Are savings accounts FDIC insured in 2026?+
Yes. Savings accounts at FDIC-member banks are insured up to $250,000 per depositor, per bank, per ownership category. This includes high-yield savings accounts, CDs, money market deposit accounts, and checking accounts. Credit unions offer similar protection through the NCUA (National Credit Union Administration) at the same $250,000 limit. To maximize coverage, you can spread deposits across multiple institutions.

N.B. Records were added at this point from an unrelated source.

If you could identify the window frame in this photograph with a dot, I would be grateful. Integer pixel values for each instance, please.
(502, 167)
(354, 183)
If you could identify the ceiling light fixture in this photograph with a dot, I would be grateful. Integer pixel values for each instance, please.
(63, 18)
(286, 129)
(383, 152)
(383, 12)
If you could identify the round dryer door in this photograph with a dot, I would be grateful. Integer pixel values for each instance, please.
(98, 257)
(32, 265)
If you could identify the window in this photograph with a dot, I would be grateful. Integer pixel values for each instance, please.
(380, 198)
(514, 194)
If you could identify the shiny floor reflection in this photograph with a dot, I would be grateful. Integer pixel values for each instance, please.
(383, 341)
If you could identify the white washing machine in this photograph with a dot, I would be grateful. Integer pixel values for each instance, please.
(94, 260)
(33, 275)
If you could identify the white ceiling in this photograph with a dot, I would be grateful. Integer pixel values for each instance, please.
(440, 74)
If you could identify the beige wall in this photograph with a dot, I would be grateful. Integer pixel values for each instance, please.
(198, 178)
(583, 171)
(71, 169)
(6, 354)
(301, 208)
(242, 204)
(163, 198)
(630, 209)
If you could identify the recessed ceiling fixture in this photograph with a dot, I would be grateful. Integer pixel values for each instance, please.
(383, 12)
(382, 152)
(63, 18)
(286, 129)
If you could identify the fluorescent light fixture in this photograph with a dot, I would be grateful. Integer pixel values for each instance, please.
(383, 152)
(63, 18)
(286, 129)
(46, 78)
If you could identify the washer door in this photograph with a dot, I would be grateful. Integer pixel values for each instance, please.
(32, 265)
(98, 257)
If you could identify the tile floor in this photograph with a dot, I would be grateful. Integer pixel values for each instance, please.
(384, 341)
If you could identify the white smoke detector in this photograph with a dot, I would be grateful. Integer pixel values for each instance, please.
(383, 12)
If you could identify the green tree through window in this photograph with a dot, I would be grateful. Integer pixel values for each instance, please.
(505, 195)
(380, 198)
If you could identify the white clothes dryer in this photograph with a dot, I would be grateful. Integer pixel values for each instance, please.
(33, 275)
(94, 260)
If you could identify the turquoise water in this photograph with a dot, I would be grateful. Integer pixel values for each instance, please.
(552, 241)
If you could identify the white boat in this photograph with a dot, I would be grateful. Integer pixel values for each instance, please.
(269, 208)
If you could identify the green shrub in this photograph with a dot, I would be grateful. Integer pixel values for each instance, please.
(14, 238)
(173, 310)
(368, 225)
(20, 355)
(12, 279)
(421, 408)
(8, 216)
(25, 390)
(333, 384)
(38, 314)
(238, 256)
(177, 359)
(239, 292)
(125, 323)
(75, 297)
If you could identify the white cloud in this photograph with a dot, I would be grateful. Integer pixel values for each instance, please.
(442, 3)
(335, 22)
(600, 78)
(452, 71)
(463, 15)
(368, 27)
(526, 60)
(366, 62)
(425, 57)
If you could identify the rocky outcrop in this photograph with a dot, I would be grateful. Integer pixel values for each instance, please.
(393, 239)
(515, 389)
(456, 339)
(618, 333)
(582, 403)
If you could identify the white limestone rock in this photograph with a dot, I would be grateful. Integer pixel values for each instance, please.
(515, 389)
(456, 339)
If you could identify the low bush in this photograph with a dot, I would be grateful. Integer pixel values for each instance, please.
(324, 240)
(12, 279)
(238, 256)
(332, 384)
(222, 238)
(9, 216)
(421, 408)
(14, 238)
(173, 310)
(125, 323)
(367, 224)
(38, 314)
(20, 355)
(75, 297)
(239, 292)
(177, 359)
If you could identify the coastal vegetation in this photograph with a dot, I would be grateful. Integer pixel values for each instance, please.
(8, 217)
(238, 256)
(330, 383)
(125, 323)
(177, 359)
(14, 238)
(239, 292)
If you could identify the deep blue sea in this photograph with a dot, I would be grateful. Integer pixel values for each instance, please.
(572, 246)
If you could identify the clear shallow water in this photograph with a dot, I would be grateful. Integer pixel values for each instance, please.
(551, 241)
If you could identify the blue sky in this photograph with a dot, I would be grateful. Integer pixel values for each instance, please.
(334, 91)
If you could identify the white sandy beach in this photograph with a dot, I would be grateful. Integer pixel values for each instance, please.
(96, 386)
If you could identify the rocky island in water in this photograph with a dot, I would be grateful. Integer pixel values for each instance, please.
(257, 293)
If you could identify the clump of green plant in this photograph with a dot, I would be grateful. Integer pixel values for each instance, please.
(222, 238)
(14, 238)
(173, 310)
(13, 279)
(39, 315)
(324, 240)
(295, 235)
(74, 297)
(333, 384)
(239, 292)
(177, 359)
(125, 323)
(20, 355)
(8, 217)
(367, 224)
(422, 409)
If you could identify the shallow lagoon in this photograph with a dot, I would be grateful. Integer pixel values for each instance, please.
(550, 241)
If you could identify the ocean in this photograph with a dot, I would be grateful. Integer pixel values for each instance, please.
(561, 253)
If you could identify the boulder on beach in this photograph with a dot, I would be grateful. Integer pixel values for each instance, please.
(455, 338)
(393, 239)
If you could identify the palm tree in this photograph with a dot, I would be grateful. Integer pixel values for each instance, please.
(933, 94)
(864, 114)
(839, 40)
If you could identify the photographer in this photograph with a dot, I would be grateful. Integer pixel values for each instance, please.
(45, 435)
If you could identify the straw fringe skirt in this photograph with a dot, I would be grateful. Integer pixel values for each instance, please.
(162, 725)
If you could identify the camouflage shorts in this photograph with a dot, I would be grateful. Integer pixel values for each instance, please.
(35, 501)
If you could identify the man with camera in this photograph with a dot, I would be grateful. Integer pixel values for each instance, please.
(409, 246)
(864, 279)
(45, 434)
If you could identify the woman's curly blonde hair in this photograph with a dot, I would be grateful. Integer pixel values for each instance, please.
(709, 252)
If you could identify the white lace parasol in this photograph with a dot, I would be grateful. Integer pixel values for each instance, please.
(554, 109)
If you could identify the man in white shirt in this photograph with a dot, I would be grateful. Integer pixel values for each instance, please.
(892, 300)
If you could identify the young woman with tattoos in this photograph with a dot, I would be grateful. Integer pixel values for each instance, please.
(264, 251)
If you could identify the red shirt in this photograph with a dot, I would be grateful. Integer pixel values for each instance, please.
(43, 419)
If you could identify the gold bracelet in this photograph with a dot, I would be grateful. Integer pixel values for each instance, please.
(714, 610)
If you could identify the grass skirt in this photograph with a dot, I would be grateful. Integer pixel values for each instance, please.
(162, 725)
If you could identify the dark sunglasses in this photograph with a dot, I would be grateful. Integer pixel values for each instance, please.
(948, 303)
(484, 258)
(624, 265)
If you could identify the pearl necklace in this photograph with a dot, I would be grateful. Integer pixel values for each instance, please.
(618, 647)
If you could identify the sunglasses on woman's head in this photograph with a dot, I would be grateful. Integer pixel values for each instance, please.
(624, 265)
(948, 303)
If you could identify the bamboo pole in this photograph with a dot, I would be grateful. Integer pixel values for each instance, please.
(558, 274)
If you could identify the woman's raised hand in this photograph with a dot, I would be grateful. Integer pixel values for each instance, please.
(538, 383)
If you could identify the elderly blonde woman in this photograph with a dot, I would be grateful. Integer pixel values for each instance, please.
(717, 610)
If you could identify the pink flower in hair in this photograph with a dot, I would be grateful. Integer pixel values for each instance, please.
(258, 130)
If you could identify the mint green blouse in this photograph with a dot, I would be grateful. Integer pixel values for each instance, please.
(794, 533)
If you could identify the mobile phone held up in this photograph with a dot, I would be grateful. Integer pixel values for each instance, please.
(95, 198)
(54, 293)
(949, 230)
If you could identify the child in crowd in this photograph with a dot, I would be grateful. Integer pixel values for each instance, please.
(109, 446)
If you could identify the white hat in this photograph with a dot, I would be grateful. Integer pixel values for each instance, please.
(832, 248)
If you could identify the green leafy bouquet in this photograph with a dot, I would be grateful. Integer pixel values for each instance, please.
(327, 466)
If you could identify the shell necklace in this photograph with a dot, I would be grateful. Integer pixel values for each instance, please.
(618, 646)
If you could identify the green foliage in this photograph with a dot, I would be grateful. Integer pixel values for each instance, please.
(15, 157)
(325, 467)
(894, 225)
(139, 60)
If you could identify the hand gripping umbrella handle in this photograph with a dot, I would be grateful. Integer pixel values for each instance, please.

What is the difference between a money market account and a savings account?+
Money market accounts (MMAs) and savings accounts are both FDIC-insured deposit accounts, but MMAs often come with check-writing privileges and a debit card, making them more flexible for occasional transactions. Money market accounts sometimes offer tiered interest rates that increase with higher balances. Savings accounts are simpler and may have lower minimum balance requirements. Both are excellent for emergency funds and short-term savings.
How are savings account interest earnings taxed?+
Interest earned on savings accounts, CDs, and money market accounts is taxed as ordinary income at your federal tax rate. Banks report interest over $10 annually on Form 1099-INT. There is no special tax rate for savings interest like there is for long-term capital gains. However, you can hold savings bonds (Series I or EE) in tax-advantaged accounts or use education savings bonds to defer or avoid taxes in certain situations.

Disclaimer: This content is for informational purposes only and does not constitute financial advice. Savings account rates are approximate and change frequently. Always verify current rates directly with the financial institution. FDIC insurance covers up to $250,000 per depositor, per bank, per ownership category.